Escrevo frases sem sentido por linhas tortas, envolvida num clima de acordes tristes, entre mil soluços e lágrimas que vão caindo, todas umas a seguir às outras até estas me tocarem os lábios. Vão deixando um rasto, que me queima a pele e salga a boca devido ao seu sal.
Apesar de tentar sempre lidar com tudo da melhor forma, eu não sou de ferro... eu sou um ser-humano, como todos os outros. E, como tal, também tenho sentimentos, também vacilo, também desabo por vezes. E embora esta minha extrema fragilidade não seja novidade para a maioria, ainda há quem veja em mim um "eu" que eu não sou; o "eu" que aparento ser. Para dizer a verdade, nunca compreendi muito bem esta necessidade do ser-humano, de se fazer de forte em algumas situações e sorrir perante as mesmas, quando por dentro explodem de dor. Não deveríamos sempre ser honestos, tanto para com os outros, como para connosco próprios? Esta é (mais) uma (das) pergunta(s) que me atormenta(m), todos os dias, todas as noites: porquê fazermo-nos de fortes se, na verdade, nos sentimos fracos?
Dou por mim a olhar-me ao espelho, com os olhos inchados e encarnados, questionando-me a mim mesma do porquê de ser tão sensível. É claro que não obtenho resposta; eu sou assim mesmo. E por mais esforços que faça para mudar isso, é algo que faz parte de mim, da minha maneira de ser. Eu funciono demais com o coração. E talvez seja por isso que nem sempre ajo da forma mais correta. Eu não sei ser 100% racional. É algo que me ultrapassa... e os sentimentos? Simplesmente não contam? Se calhar sou eu que me apego demais às pessoas, não sei.

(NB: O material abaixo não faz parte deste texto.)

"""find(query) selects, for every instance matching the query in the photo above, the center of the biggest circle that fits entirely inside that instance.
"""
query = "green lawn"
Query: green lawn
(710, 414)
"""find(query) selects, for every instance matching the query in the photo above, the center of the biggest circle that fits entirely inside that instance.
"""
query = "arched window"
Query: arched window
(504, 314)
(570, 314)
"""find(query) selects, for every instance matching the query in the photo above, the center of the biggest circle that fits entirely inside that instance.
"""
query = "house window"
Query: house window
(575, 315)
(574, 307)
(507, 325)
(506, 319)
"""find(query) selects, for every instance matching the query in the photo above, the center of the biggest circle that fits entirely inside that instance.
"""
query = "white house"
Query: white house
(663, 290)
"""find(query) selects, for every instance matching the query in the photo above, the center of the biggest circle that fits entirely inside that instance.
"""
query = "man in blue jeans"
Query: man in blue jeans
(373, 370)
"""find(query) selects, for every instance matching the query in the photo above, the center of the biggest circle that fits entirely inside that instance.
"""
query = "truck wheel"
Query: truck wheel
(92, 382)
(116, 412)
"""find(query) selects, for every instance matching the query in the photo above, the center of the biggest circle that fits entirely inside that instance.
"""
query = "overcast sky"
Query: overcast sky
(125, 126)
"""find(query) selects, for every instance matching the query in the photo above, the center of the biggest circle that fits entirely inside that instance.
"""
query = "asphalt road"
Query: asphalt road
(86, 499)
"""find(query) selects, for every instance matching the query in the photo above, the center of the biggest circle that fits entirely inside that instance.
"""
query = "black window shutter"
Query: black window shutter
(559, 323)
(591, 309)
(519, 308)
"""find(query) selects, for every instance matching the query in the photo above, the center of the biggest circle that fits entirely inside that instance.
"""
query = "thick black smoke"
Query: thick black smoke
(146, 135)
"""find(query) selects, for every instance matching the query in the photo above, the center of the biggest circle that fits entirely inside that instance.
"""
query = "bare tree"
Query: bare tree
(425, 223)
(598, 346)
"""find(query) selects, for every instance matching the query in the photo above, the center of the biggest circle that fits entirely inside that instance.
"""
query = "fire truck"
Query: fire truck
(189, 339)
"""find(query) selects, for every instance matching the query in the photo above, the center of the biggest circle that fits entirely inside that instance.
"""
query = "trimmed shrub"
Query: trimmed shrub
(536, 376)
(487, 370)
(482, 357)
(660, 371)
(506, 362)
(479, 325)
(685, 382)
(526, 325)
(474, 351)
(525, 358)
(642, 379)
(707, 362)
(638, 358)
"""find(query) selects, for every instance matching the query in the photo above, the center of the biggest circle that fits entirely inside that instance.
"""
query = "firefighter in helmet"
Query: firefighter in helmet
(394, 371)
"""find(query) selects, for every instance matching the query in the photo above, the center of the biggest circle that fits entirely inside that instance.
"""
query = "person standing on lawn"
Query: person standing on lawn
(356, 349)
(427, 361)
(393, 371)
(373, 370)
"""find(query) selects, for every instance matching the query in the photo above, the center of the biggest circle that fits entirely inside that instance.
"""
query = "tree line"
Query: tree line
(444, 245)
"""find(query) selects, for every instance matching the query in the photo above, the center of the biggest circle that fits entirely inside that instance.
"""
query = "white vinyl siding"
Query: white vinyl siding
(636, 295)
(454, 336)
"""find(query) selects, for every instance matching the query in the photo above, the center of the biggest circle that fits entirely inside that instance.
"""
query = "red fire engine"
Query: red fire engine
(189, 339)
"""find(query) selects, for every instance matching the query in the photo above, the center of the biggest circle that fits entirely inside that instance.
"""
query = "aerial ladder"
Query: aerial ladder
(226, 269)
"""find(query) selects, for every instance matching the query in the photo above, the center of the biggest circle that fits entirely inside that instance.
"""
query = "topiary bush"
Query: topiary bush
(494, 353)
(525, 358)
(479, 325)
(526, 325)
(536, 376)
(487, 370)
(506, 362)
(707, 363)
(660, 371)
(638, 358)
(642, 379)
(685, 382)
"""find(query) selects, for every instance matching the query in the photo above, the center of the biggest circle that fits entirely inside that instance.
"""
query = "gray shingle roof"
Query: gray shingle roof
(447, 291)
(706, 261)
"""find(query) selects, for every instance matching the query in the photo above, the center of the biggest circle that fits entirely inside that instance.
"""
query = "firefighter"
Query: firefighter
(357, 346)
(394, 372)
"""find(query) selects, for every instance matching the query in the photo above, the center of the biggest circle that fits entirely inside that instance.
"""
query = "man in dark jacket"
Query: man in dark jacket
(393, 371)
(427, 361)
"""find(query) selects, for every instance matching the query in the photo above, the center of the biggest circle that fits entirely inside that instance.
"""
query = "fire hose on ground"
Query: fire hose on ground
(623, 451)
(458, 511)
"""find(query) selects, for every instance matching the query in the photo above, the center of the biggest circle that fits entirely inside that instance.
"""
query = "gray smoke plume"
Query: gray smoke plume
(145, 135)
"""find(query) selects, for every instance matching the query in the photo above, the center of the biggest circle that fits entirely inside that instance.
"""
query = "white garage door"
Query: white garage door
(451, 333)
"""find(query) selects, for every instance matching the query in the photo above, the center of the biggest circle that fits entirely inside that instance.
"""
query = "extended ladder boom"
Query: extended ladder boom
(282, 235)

Talvez um dia eu descubra.
(...) Eu sufoco-me com as minhas próprias perguntas. Como se o meu coração começasse a pesar-me cada vez mais no peito e eu simplesmente deixasse de o conseguir suportar. Conhecem essa sensação? (...) Dói... não é? E dói tanto, que quando parece que nos habituamos a essa dor, ela se transforma numa espécie de dormência, que nos deixa impávidos, e até pálidos; perplexos e sem reação. É horrível. Peço interiormente que esse sentimento passe, mas, no fundo, nem eu própria sei como o fazer realmente. Respiro fundo, na tentativa desesperada de me acalmar. Enxugo as lágrimas e encho-me de coragem. Acalmo-me. No entanto, sei que a dor não desapareceu... ela apenas estabilizou. E como a dor em si é um ciclo, ela irá voltar. É algo inevitável, inadiável. É mágoa pura. (...) Mas dias melhores virão, isso é certo. (...) Então, eu concluo: não há dor que perdure; não há nada que o tempo não cure. E embora colado pela milésima vez com fita-cola, sei que o meu coração não será exceção.